Assessment of evapotranspiration estimation models for use in semi-arid environments

Limited information exists on reliable estimates of evapotranspiration (ETo), to be used as forecasts, to achieve high irrigation water use efficiency in semi-arid environment, particularly under microirrigation (MI) system. The objectives of this study were to: (i) assess the estimates of ETo obtained using six models against experimentally determined values in a semi-arid environment, Karaj in Iran; (ii) assess the usefulness of short-term weather data in the computation of ETo estimates for forecasting purposes; and (iii) compare ETo computed for a semi-arid environment with that of a humid temperate environment, Tottori in Japan. In-field lysimeter experiments were conducted in 1993 and 1994 in Karaj to compute daily ETo from water-balance data and a similar experiment was conducted in 1972 and 1973 in Tottori. The ETo estimates were obtained using the Penman (PE), Penman–Monteith (PM), Wright–Penman (WP), Blaney–Criddle (BC), Radiation balance (RB), and Hargreaves (HG) models.

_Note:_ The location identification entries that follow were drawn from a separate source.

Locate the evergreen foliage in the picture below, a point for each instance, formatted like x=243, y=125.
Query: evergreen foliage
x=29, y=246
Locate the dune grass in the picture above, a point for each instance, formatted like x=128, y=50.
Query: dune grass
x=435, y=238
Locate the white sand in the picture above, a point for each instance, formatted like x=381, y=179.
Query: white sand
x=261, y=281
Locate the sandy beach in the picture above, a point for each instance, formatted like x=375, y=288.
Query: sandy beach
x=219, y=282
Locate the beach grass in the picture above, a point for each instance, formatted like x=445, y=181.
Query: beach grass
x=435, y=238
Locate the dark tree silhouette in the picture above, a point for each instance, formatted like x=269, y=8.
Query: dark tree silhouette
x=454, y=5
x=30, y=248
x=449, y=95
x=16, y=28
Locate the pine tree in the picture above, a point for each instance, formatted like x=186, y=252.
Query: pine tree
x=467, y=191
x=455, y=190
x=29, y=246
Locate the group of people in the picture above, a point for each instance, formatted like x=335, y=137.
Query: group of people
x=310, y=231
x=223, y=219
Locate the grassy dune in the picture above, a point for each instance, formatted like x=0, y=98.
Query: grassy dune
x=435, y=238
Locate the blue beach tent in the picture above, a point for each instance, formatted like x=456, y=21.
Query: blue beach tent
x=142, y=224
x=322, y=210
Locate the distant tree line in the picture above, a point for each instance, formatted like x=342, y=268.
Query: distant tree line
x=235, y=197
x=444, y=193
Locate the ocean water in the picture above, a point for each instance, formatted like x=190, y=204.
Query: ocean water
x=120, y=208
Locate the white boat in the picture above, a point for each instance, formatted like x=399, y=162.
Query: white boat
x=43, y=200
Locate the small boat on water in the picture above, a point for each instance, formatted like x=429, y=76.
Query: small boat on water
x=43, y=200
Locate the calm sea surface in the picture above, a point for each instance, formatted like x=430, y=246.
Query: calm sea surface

The ETo forecasts for Karaj and Tottori were obtained using 5- or 8-year weather data and 1- and 2-year return period approach. Compared with the lysimeter values, over- and underestimations of ETo, by all six models, were a norm in Karaj. Nevertheless, the PM model produced the best ETo estimates as assessed by root mean square, mean bias error, and t-test statistics for the semi-arid Karaj, whereas the PE model performed best for the temperate Tottori. In general, the ETo forecasts obtained using 8-year weather data were better than 5-year weather data. The 2-year return period ETo forecasts were better than 1-year return period, regardless of the duration of weather data duration. The results show that: (i) PM model produced best ETo estimates for semi-arid environment whereas the PE model produced the best ETo estimates for humid temperate environment; and (ii) 8-year weather data and 2-year return period approach produced most reliable ETo estimates for forecasting purposes.